With the addition of new large-diameter natural gas pipelines like Energy Transfer Partners’ Rover Pipeline and Enbridge and DTE’s NEXUS Gas Transmission, the dog days of severely depressed gas prices in the U.S. Northeast will be diminishing (though not disappearing entirely), but they are just getting started for its downstream markets. After years of constrained natural gas supply growth, Northeast takeaway capacity appears to be outpacing regional production volumes more and more, and RBN’s analysis of production economics suggests that, left unconstrained, the Marcellus/Utica gas market is set to unleash an incremental 8 Bcf/d into the broader U.S. gas market by 2023, with the bulk of that volume targeting consumption in the Midwest and Gulf Coast regions. In today’s blog, we walk through our outlook for Northeast takeaway capacity and gas production, and by extension, U.S. gas supply.
In Part 1 of this series, we looked at the influential role that Northeast gas production has had on the U.S. supply-demand balance for the better part of this decade. Lower-48 dry gas production has climbed 15 Bcf/d over the past five years, from 65 Bcf/d in 2013 to about 80 Bcf/d averaged over the course of 2018. According to our friends at OPIS PointLogic, we’re currently producing about 84 Bcf/d. Appalachia’s Marcellus/Utica shales have accounted for the lions share of that supply growth. As impressive as that growth has been, it has come haltingly, measured by perpetual takeaway constraints and severely depressed prices relative to Henry Hub and other destination markets.
However, as we discussed in Part 2, the Northeast gas market is finally showing signs of turning around — pipeline utilization and prices indicate that takeaway capacity this summer outpaced production for the first time in years. As the prolonged constraints eased, producers’ netback prices in the past three months were dramatically improved compared with recent years. Appalachia’s Dominion South basis (local supply versus Henry Hub) this July and August only averaged negative-$0.40/MMBtu, compared with a whopping negative-$1/MMBtu or more in the past four years. That weakened to an average of minus-$0.63/MMBtu in September, which is still about a buck stronger than the same period last year. It’s worth noting here that Dominion South basis in the past week is once again in deep negative territory, with the cash price settlement posting as low as a $1.90 discount to Henry Hub on October 2, according to Natural Gas Intelligence (NGI). The recent basis collapse was precipitated by a combination of classic shoulder season declines in demand — the result of moderating temperatures — as well as pipeline maintenance that triggered temporary constraints. Another culprit — Cove Point LNG, which had been taking an average 600 MMcf/d of gas supply out of the market since April 2018, ramped down for maintenance starting September 20 (2018) and gas deliveries to the facility fell to zero this week, adding to regional congestion. (Our understanding is that the facility is expected to be in maintenance mode for about three weeks.)
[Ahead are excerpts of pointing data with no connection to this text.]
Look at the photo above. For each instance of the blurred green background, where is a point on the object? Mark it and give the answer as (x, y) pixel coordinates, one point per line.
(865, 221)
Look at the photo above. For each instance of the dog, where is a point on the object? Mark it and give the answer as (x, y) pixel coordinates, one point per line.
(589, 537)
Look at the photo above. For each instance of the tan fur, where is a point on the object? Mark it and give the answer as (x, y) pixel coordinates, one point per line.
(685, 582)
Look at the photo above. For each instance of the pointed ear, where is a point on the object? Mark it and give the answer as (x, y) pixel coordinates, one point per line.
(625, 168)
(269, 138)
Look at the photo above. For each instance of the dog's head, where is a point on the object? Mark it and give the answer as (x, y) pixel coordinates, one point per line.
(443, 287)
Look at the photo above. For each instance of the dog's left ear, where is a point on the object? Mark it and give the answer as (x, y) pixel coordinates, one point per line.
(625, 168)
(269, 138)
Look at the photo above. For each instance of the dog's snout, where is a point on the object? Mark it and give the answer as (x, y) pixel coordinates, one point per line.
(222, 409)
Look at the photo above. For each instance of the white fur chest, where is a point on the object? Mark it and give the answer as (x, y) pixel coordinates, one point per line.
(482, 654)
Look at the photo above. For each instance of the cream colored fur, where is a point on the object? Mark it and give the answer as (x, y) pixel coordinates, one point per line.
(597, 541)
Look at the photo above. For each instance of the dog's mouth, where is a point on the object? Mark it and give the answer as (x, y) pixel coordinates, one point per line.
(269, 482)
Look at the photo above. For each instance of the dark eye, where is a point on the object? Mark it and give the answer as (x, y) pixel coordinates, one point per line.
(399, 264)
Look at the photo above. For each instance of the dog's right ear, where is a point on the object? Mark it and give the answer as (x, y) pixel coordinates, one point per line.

So, clearly, the dog days aren’t entirely a thing of the past for the Northeast. The region remains susceptible to constraints and constraint-driven discounts. But it’s equally apparent that the extent and duration of basis collapses are diminishing. For instance, while Dominion South cash basis cratered this week, NGI reported that physical trading for October 2018 (aka bidweek prices), did not reflect that same weakness, indicating that the market views the current constraints as transient, particularly as more takeaway capacity is due online in short order.